Gerd trabalhava muito, fazendo reparos em ranchos, construindo casas de madeira. Mas continuava sozinho em sua casa, não conseguia sequer falar com Juta. Enquanto isso, na casa dos Jonhoski, além do casal e dos dois filhos, um menino e uma menina, havia ainda Wilfredo, um menino de quinze anos, também empregado da casa. Antônia se afeiçoara a ele também. Quanto a Rosa, ele fingia ignorá-la e com Jura ele quase não falava.
Já fazia dois meses que Juta e Rosa estavam trabalhando fora de casa. Gerd vinha periodicamente à cidade para tentar encontrá-las. Os empregados da casa, no entanto, tinha ordem expressa de não deixar ele entrar. Sempre que ele aparecia era recebido por Antônia no portão e ele entregava a ela os presentes que ele trazia para a esposa e a filha, os quais depois entregues às destinatárias.
Um dia Gerd resolveu vender as terras e foi falar com Juta. Ela concordou com a venda.
Nesse tempo uma bomba acabou estourando na fábrica de Tadeus Jonhoski. Não se ficou sabendo quem a colocou lá. Considerou-se o fato como dano de guerra. Comentou-se que o governo indenizou o prejuízo, mas Tadeus sempre negou.
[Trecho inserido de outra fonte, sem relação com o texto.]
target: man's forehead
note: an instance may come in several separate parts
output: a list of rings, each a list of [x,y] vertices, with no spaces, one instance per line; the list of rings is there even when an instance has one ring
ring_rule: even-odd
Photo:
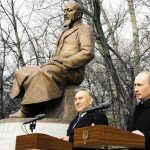
[[[65,4],[64,9],[66,9],[66,8],[74,9],[76,7],[77,7],[77,4],[75,2],[73,2],[73,1],[71,1],[71,2],[68,2],[67,4]]]
[[[75,94],[75,97],[89,95],[87,91],[81,90]]]

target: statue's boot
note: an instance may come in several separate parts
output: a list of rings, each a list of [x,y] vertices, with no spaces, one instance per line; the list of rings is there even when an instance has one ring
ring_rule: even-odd
[[[16,113],[9,115],[9,118],[28,118],[29,115],[25,112],[22,106]]]

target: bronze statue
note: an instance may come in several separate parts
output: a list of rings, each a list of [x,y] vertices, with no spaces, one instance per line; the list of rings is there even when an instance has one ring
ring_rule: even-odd
[[[11,98],[22,97],[22,108],[10,117],[26,117],[23,107],[47,102],[62,96],[67,85],[79,85],[85,65],[94,58],[93,32],[82,23],[82,7],[69,1],[64,8],[64,27],[55,56],[40,66],[16,71]],[[25,115],[25,114],[26,115]]]

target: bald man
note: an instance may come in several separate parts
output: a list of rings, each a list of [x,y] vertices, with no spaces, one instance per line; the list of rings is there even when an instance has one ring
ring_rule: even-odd
[[[76,90],[74,106],[78,115],[71,121],[67,130],[67,136],[63,136],[60,139],[73,142],[74,129],[76,128],[91,126],[94,124],[108,125],[107,116],[102,111],[95,111],[92,113],[84,112],[87,109],[92,108],[93,100],[94,96],[90,90],[86,88],[79,88]]]
[[[129,121],[128,130],[145,136],[145,149],[150,150],[150,72],[139,73],[134,81],[134,91],[138,101]]]

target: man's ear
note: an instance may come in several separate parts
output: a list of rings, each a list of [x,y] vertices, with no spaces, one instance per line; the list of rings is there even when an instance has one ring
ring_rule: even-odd
[[[82,18],[83,13],[81,11],[78,11],[78,18]]]
[[[90,99],[90,104],[92,105],[92,103],[93,103],[93,98],[91,97],[91,99]]]

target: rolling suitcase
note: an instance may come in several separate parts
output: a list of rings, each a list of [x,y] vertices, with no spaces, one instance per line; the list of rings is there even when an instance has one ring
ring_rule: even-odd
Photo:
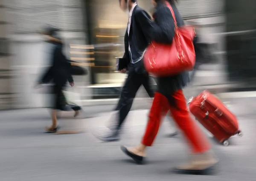
[[[243,136],[236,116],[207,90],[190,98],[189,103],[191,113],[224,146],[229,144],[228,139],[233,136]]]

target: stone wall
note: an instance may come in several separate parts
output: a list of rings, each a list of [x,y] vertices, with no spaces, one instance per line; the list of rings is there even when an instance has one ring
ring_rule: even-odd
[[[64,50],[72,55],[70,44],[86,43],[81,0],[8,0],[7,14],[11,24],[8,36],[12,41],[12,68],[18,75],[13,81],[15,93],[13,108],[42,107],[48,104],[46,95],[32,89],[32,85],[49,63],[48,45],[36,33],[46,24],[62,30],[66,43]],[[89,82],[87,76],[75,78],[77,86]],[[79,90],[80,91],[80,90]]]

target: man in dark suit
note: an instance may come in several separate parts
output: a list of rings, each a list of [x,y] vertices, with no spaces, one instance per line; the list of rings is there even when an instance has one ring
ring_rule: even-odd
[[[131,107],[136,93],[142,85],[151,97],[154,97],[154,94],[143,60],[150,39],[142,30],[141,26],[143,25],[138,23],[138,19],[142,18],[142,17],[146,16],[150,19],[150,16],[139,7],[136,0],[119,0],[119,3],[123,11],[129,11],[129,20],[125,36],[125,52],[120,60],[125,61],[127,64],[127,69],[123,68],[120,71],[125,73],[127,70],[128,73],[115,109],[119,111],[118,123],[112,128],[110,133],[99,138],[105,141],[119,140],[121,126]]]

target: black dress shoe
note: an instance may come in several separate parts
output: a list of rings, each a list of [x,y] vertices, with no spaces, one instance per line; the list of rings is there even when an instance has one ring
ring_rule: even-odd
[[[181,170],[175,168],[173,170],[175,173],[186,175],[212,175],[218,172],[215,165],[213,165],[204,170]]]
[[[56,132],[57,132],[57,131],[58,131],[58,130],[61,127],[59,126],[57,126],[57,127],[56,127],[55,128],[51,130],[49,130],[47,131],[45,131],[45,133],[55,133]]]
[[[107,142],[116,141],[120,139],[119,130],[118,130],[111,131],[110,133],[103,136],[97,137],[100,140]]]
[[[131,158],[137,164],[141,164],[143,163],[143,161],[144,157],[142,156],[139,156],[137,155],[135,155],[131,152],[129,152],[127,148],[124,146],[121,146],[121,150],[125,154]]]

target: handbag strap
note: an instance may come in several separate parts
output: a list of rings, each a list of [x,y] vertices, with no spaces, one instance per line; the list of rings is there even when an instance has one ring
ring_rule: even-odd
[[[177,25],[177,21],[176,21],[176,17],[175,16],[175,14],[174,14],[174,11],[173,11],[173,9],[172,9],[172,6],[171,6],[171,4],[166,1],[165,3],[166,6],[169,8],[169,9],[170,9],[170,10],[171,10],[171,12],[172,13],[172,15],[173,20],[174,20],[174,24],[175,25],[175,27],[176,28],[177,28],[178,26]]]

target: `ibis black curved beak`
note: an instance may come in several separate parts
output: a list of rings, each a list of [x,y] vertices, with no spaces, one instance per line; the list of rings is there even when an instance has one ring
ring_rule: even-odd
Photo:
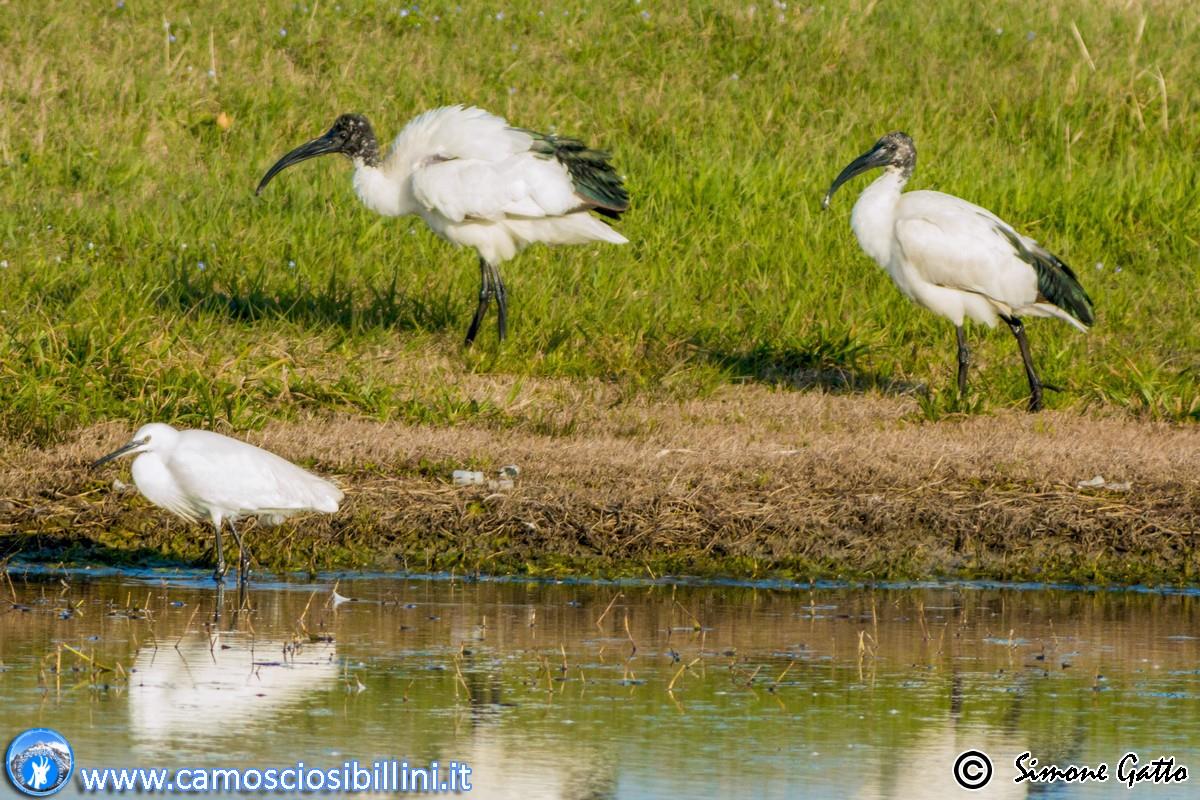
[[[887,167],[892,163],[890,156],[884,151],[883,148],[876,145],[864,152],[862,156],[854,161],[846,164],[846,168],[838,173],[838,178],[833,179],[833,184],[829,186],[829,191],[826,192],[824,199],[821,200],[821,207],[828,209],[829,201],[833,199],[833,193],[838,191],[842,184],[848,181],[856,175],[862,175],[868,169],[875,169],[876,167]]]
[[[138,447],[140,447],[145,443],[146,443],[145,439],[134,439],[133,441],[130,441],[128,444],[124,444],[120,447],[118,447],[116,450],[114,450],[113,452],[108,453],[107,456],[104,456],[102,458],[97,458],[96,461],[91,462],[91,469],[96,469],[97,467],[103,467],[104,464],[107,464],[108,462],[113,461],[114,458],[120,458],[121,456],[124,456],[125,453],[130,452],[131,450],[137,450]]]
[[[313,139],[312,142],[306,142],[300,145],[288,155],[283,156],[275,162],[275,166],[266,170],[263,175],[263,180],[258,181],[258,188],[254,190],[254,194],[262,194],[263,187],[265,187],[272,178],[278,175],[281,172],[290,167],[292,164],[299,164],[301,161],[308,161],[310,158],[316,158],[317,156],[324,156],[330,152],[341,152],[342,140],[341,137],[334,134],[332,131],[320,137],[319,139]]]

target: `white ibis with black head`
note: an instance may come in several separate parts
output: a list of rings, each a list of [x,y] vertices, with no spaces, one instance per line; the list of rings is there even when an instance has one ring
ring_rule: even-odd
[[[1054,386],[1033,369],[1021,317],[1057,317],[1086,332],[1096,319],[1091,297],[1058,257],[991,211],[942,192],[901,193],[916,164],[912,139],[888,133],[841,170],[822,206],[851,178],[882,167],[850,215],[858,243],[910,300],[954,323],[960,393],[970,363],[964,318],[989,327],[1003,319],[1025,362],[1030,410],[1040,410],[1043,387]]]
[[[607,152],[510,127],[479,108],[426,112],[386,154],[365,116],[343,114],[323,137],[280,158],[257,192],[282,169],[331,152],[354,163],[354,191],[368,209],[389,217],[418,215],[446,241],[475,248],[480,291],[468,345],[493,297],[499,338],[505,337],[508,294],[499,266],[524,247],[629,241],[590,213],[617,219],[629,207]]]
[[[212,523],[217,537],[212,578],[217,583],[226,573],[222,524],[229,525],[238,542],[238,578],[245,585],[250,558],[234,522],[257,517],[259,524],[277,525],[306,511],[334,513],[342,501],[340,488],[262,447],[211,431],[176,431],[162,422],[142,426],[127,444],[91,467],[134,455],[133,483],[150,503],[190,522]]]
Gerd resolveu aparecer na casa dos Jonhoski. Foi atendido por Antônia, que falava, pensava e agia por Rosa e que, para ele, com ela se confundia. Antônia levou à Juta o estado de extrema ansiedade do marido, que só falava em reino de justiça, da paz, da fartura e que queria ver a filha. Juta não concordou. Ele insistiu, disseram-lhe que se ele não fosse embora, seria preso. Começou a chover muito, mas Gerd continuou por horas e horas caminhando desordenadamente entre a pedra onde costumava sentar para esperar por Juta e o portão da casa.
Na casa reinava um clima de muita angústia entre Antônia, Juta e Rosa.Afinal, duas horas mais tarde, os três adormeceram, mas foram despertadas, por volta de quatro horas, por um grito vindo do quarto de Antônia, seguido de ruídos de passos se afastando rapidamente.Juta foi a primeira a correr e viu a porta do quarto de Antônia aberta. Acendeu a luz e viu Wilfredo banhado em sangue, quase partido em dois na altura da cintura.
Gerd foi visto pelo leiteiro saindo da casa lá pelas quatro e meia.
Ele foi acusado de matar o menor Wilfredo e era, também, o principal suspeito da morte de Victor. Mas nunca foi encontrado. A polícia correu o mato de ponta a ponta, vasculhou grutas e vales, mas não o encontrou.
Acharam somente o seu cachorro com o pescoço destroncado, próximo à casa dos Rünnel.
O declínio dos Jonhoski foi brutal. A mãe morreu de leucemia, o pai foi trabalhar no Catete, ganhando salário. Morreu do coração em 1954. O filho, Walter Kurt, foi morar na Alemanha e nunca mais se soube dele.
Tecla, a filha, escreveu sobre os Runnel e faleceu também de câncer, após deixar os manuscritos da história dos Runnel na antiga casa onde moraram, em São Paulo, no início dos anos 80.
Fica patente em toda a obra que o cotidiano da família de Gerd não aparece gratuitamente na narrativa. Cada marca de violência e dor amplifica as preocupações políticas que pontuam obliquamente o texto. Em paralelo ao projeto de escrita de Tecla, estão as denúncias das agruras dos tempos de guerra, as incoerências do fanatismo religioso e as diversas formas do discurso autoritário do poder. Seja na opressão patriarcal experimentada por Juta, seja no exílio social vivido por Rosa, seja, ainda, na loucura experimentada por Gerd, as tensões sociais estão sempre sendo colocadas em relevo. A consciência de pertencer a uma realidade desigual, por sua vez, acaba por criar em Gerd uma inquietação que, devido à consciência de sua impotência contra os poderosos, não passa de um esboço, de um grande ensaio de luta social que já estreava falido.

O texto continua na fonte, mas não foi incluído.